METHODS This study focused on a retrospective cohort consisting of 60 patients with advanced stage NSCLC and treated with chemotherapy. Patients with NSCLC stage IIIB or stage IV, age ≥18 years, and good performance status were recruited. The outcomes were one-year mortality and treatment response. Gender, age, body mass index, staging, and performance status were evaluated. Chi-square and Fisher’s exact tests were used.
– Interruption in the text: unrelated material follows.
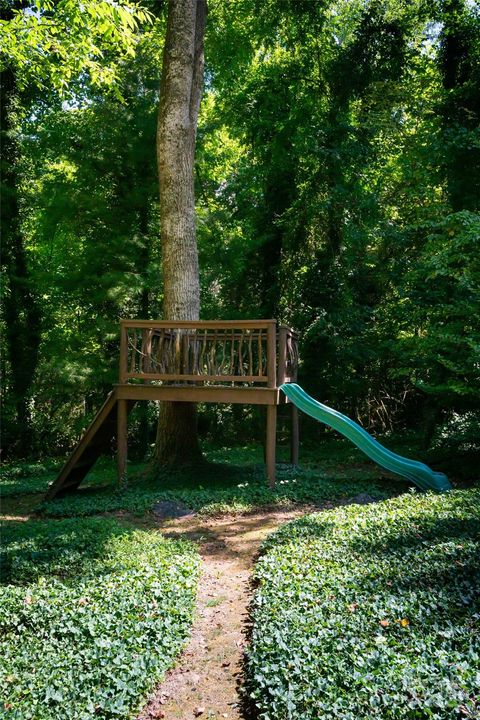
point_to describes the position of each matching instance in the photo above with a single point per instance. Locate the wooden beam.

RESULTS Two common histological subtypes, adenocarcinoma (68.3%) and squamous cell carcinoma (31.7%), were observed among all subjects. Four patients (6.7%) died during one-year observation period. Mortality rate was higher in squamous cell carcinoma (10.5%) patients than in adenocarcinoma (4.9%). Underweight patients had higher risk of death (relative risk [RR] = 1.09, 95% confidence interval [CI] = 1.00–1.19) and disease progression (RR = 1.30, 95% CI = 1.12–1.51). In adenocarcinoma, metastasis was a risk for progressive disease (RR = 1.35, 95% CI = 1.09–1.66). In squamous cell carcinoma, men had a lower risk of disease progression (RR = 0.11, 95% CI = 0.03–0.41).
CONCLUSIONS Squamous cell carcinoma had comparable one-year mortality and disease progression rate with adenocarcinoma type in advanced stage NSCLC. However, underweight patients had a higher risk of mortality and disease progression.